В середине ноября ударили морозы. Люба сидела дома, грелась у печки, штопала Колины рубахи. Он пришёл с работы злой, бросил в угол шапку, сел на лавку.
— Что случилось? — спросила Люба.
— Председатель скотину велит забивать, на мясо для фронтовиков, — буркнул он. — А кормить нечем. Зиму не переживём.
— Как-нибудь переживём, — Люба подошла, погладила его по голове. — Не впервой.
Он дёрнулся от её прикосновения. Люба замерла, убрала руку. В последнее время он стал чужим, отстранённым, будто жил где-то далеко, а здесь было только его тело. Она списывала это на войну — многие мужики возвращались не такими. Но сердце ныло.
— Коль, может, поговорим? — тихо спросила она.
— О чём? — он поднял на неё усталые глаза.
— О нас. Ты какой-то... не со мной. Я понимаю, война, тяжело. Но я же рядом. Я всё понимаю.
— Ничего ты не понимаешь, — резко оборвал он и вышел в сени.
Люба осталась одна. За окнами выл ветер, в печи потрескивали дрова. Она села на лавку, положила руки на большой живот и заплакала впервые за много месяцев. Не от обиды — от страха. Страха потерять то, что с таким трудом обрела.
А Коля стоял в сенях, прислонившись лбом к холодной стене, и думал о Наде. О том, как она смотрела на него тем вечером на крыльце. О том, что это чувство — единственное, что пробивает броню, в которую заковала его война.
В ту зиму Люба часто оставалась одна. Коля уходил в кузницу чуть свет, возвращался затемно, а если и приходил раньше — сидел молча, глядя в одну точку, или уходил к соседям — «помогать». Люба не верила, но молчала. Она носила под сердцем ребёнка и молилась Богу, чтобы Коля очнулся, чтобы война отпустила его.

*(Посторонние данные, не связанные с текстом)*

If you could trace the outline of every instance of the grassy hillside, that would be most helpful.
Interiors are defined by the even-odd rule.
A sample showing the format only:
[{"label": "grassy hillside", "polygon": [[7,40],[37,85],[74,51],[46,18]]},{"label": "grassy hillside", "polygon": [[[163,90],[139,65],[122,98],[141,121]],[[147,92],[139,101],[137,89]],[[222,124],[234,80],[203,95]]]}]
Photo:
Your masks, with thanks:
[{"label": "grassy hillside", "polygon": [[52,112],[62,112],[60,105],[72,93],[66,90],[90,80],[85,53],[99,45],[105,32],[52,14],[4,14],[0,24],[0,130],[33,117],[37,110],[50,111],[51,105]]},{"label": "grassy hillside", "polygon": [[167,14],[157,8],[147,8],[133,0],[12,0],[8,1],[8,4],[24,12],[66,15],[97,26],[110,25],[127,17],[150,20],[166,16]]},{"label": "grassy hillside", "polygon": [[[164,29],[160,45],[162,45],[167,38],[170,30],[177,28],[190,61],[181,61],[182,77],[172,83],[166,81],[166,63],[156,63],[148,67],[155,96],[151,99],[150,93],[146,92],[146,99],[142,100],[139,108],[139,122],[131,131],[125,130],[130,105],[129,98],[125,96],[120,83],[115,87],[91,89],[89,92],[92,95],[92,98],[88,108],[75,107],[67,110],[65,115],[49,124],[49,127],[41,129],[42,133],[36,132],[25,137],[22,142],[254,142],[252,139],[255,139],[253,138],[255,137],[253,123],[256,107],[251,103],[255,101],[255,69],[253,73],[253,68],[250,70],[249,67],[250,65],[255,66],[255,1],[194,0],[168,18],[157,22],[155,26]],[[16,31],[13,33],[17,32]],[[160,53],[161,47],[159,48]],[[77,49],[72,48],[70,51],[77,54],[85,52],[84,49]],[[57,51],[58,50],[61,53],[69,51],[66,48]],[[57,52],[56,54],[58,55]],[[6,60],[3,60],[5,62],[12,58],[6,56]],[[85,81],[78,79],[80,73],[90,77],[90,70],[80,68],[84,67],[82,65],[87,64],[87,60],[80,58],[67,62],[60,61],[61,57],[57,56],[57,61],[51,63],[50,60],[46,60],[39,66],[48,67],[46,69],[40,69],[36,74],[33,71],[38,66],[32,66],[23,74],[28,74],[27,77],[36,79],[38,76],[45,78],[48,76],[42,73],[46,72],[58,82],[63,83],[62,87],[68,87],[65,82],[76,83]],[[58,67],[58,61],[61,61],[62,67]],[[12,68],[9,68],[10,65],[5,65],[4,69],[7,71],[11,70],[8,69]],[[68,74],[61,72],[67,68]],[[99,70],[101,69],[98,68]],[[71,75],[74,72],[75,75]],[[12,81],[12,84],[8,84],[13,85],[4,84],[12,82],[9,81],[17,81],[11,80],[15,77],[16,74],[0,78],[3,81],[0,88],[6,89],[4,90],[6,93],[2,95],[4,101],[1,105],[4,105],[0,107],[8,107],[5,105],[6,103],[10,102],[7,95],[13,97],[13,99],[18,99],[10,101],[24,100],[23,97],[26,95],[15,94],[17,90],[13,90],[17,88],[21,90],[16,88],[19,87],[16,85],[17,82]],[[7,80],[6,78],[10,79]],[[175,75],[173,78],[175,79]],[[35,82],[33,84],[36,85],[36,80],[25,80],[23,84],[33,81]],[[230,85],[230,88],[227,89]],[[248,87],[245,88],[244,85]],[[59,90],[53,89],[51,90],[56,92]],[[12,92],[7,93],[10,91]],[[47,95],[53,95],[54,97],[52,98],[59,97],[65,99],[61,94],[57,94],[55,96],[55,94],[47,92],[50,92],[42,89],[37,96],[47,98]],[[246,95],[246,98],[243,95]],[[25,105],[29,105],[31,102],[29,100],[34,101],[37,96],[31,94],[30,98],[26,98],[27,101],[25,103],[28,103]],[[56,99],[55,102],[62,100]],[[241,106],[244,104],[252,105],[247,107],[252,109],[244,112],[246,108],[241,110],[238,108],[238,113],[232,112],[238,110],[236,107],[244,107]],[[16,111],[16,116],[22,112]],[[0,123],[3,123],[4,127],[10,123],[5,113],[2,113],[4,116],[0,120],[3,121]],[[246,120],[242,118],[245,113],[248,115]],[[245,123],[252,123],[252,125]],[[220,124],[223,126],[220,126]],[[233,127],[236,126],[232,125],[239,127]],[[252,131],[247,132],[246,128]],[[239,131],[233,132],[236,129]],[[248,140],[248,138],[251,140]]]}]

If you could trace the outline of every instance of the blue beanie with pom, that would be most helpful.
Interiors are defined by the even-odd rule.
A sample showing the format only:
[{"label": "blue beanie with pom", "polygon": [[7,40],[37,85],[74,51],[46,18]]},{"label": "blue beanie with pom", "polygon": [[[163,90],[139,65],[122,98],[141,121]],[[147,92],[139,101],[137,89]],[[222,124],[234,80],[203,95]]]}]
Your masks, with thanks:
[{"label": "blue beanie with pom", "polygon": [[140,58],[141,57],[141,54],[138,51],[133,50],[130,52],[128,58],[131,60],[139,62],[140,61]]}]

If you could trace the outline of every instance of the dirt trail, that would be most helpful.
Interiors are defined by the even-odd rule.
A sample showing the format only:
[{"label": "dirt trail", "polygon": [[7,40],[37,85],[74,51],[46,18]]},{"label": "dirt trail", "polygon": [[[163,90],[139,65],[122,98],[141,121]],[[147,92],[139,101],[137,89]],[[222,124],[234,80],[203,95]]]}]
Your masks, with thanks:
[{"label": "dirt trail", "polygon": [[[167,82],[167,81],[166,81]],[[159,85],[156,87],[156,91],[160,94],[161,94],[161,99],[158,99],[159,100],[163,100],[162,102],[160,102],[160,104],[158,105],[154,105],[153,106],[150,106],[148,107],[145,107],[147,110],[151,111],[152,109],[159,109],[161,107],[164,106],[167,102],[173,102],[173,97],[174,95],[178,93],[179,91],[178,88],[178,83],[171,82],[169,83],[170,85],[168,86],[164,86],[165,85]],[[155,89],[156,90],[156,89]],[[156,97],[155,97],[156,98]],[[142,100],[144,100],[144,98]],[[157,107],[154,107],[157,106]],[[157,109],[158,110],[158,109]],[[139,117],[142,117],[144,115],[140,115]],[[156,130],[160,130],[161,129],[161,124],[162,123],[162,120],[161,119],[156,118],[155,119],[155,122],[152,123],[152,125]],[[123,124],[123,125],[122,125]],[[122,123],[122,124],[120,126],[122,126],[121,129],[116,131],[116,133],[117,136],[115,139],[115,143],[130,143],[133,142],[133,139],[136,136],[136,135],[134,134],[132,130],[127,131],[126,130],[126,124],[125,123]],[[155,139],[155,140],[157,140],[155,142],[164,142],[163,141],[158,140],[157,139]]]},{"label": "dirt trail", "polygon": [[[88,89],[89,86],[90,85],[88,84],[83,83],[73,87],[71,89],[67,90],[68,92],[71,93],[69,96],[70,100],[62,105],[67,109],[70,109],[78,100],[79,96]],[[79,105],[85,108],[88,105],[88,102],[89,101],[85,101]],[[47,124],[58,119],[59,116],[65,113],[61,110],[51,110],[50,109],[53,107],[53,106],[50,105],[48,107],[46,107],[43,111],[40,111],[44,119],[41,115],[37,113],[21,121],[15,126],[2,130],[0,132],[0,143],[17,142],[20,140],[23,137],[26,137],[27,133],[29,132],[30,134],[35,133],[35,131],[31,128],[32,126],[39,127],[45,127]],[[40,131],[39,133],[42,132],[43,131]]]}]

В конце января сорок шестого, на Крещение, ударили такие морозы, что птицы замерзали на лету. Люба сидела у печки, греть уже было нечем — дрова кончились. Коля ушёл с утра в лес за валежником и пропал. К вечеру Люба забеспокоилась, оделась потеплее и пошла к Наде — может, видела?
Нади дома не оказалось. Её мать, тётка Глаша, сказала, что Надя тоже ушла с утра — то ли в сельпо, то ли к подруге в соседнюю деревню. Люба постояла, подумала и пошла обратно. Мороз щипал щёки, под ногами скрипел снег. И вдруг в темноте она увидела две фигуры — они шли от леса, и один тащил на себе вязанку хвороста. Коля и... Надя.
Люба замерла. Они подошли ближе. Коля нёс хворост, Надя шла рядом, и что-то в их походке, в том, как близко они были друг к другу, кольнуло Любу острой иглой.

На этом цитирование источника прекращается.